Beyond ECE: Calibrated Size Ratio, Risk Assessment, and Confidence-Weighted Metrics
Abstract Overview
This paper argues that Expected Calibration Error (ECE) is inadequate for assessing overconfidence risk because it can remain small even under arbitrarily large overconfidence risk. The authors introduce the Calibrated Size Ratio (CSR), an interpretable metric that equals 1 under perfect calibration, together with a z-score-based risk probability for overconfidence derived from a normal approximation. They also propose confidence-weighted accuracy (cwA) as a complementary measure of whether confidence scores meaningfully distinguish correct from incorrect predictions, and extend confidence weighting to standard classification metrics including AUC. The study combines theoretical analysis with experiments on synthetic confidence distributions (10 distributions × 8 calibration modes) and 15 real datasets, including raw, isotonic, and Platt-calibrated XGBoost outputs.
Novelty
The paper's main novelty is separating confidence evaluation into two distinct components: overconfidence risk via CSR (with a closed-form normal-approximation risk probability requiring no Monte Carlo resampling) and discriminative usefulness via confidence-weighted metrics such as cwA and cwAUC. It also proves that classical AUC is invariant to monotone recalibration, whereas cwAUC is sensitive to calibration through pairwise confidence weights, so cwAUC − AUC captures the discriminative value added by calibration.
Results
Across synthetic experiments (10 distributions, 8 calibration modes, 100 repetitions each), CSR stayed near 1 under perfect calibration with empirical false positive rates close to theoretical predictions, and P_risk reliably separated overconfident from calibrated or underconfident regimes. On 15 real datasets, isotonic calibration increased confidence-weighted performance on average (cwA = 0.8841) but drastically increased risk (10/15 datasets exceeding 3σ), while Platt scaling produced the safest profiles (0/15 exceeding 3σ, P_risk = 21.96%) with competitive confidence-weighted accuracy.
Key Points
- CSR is proposed as a calibration metric tied specifically to overconfidence risk, equaling 1 under perfect calibration, with a normal-approximation-based z-score yielding a risk probability P_risk that requires no Monte Carlo resampling and improves as N grows.
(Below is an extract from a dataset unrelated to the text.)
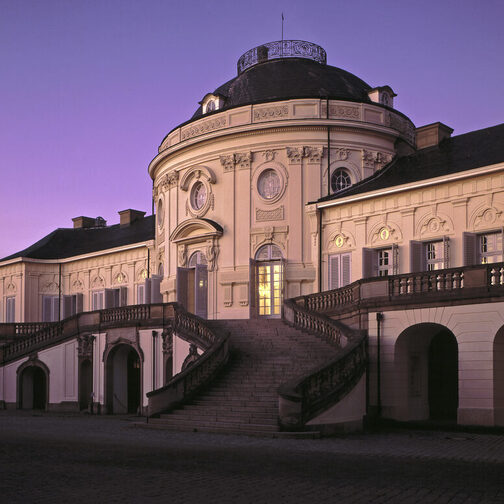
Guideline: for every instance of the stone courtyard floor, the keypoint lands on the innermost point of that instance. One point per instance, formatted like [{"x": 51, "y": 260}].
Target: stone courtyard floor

- cwA measures the fraction of total confidence mass assigned to correct predictions, and the confidence-weighting approach is proven to extend to all standard classification metrics via structural relations of the confidence-weighted confusion matrix, including a calibration-sensitive cwAUC.
- Empirical results demonstrate that low ECE does not guarantee safety (proven constructively via Proposition 5), and on real data isotonic calibration improves cwA but catastrophically increases overconfidence risk, while Platt scaling offers the safest profiles.